On le voit : la logique adoptée jusqu’ici par les organisations internationales tire surtout sa force de conviction des économies qu’elle permet de faire. Le passage des arguties scientifiques à la décision politique – mettre, dès l’apparition des premiers signes cliniques, tous les patients séropositifs sous cotrimoxazole – a un coût, que la prolongation des recherches permet d’ajourner indéfiniment. Derrière le souci d’un diagnostic ajusté se profile celui d’une épargne serrée. On peut redouter que la conférence de Hararé répète ce triste scénario. L’agenda de la réunion, comme le profil des intervenants, laisse présager le pire : composé presque uniquement d’acteurs de la recherche fondamentale, le public d’Hararé ne sera guère à même de débattre des conditions matérielles de mise à disposition des traitements, ou de tracer les contours d’une politique globale de dispensation pour les malades africains. Portés, par profession, à affiner et nuancer les données dont ils disposent, les chercheurs réunis risquent plutôt d’insister sur les spécificités locales, sur l’exigence de ne pas tout confondre, sur la nécessité d’en savoir davantage. On aura alors une consultation de plus, une conférence de trop.

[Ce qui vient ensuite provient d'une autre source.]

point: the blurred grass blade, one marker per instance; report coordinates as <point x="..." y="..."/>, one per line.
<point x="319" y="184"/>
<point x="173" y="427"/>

Act Up l’affirme clairement : si, scientifiquement, nous ne savons jamais tout, politiquement, nous en savons assez. Le passage de la recherche aux actes n’est pas aujourd’hui affaire d’expertise, mais suppose une décision des institutions internationales qui en ont le pouvoir et la charge. En organisant la conférence d’Hararé, l’ONUSIDA se place elle-même devant une alternative. Soit cette instance joue son rôle, et publie une résolution où les contributions scientifiques s’inscrivent dans un programme précis et global de dispensation des traitements préventifs. Soit, abdiquant sa responsabilité et se cachant derrière les ambitions de la science, elle ne promulgue que de vagues conseils, tire excuse de ce qu’il faudrait encore apprendre, et laisse aux gouvernements nationaux le soin d’envisager ce qu’il convient de faire. Dans ce dernier cas, on pourra sérieusement se poser la question de l’utilité d’une institution telle que l’ONUSIDA, dont les atermoiements causent la mort des malades.
Act Up-Paris sera présent à Hararé, et ne se privera pas d’en tirer les conclusions qui s’imposent : si la résolution que nous attendons est encore remise, nous rappellerons haut et fort à l’ONUSIDA qu’elle n’est pas dédiée aux seuls dieux du savoir.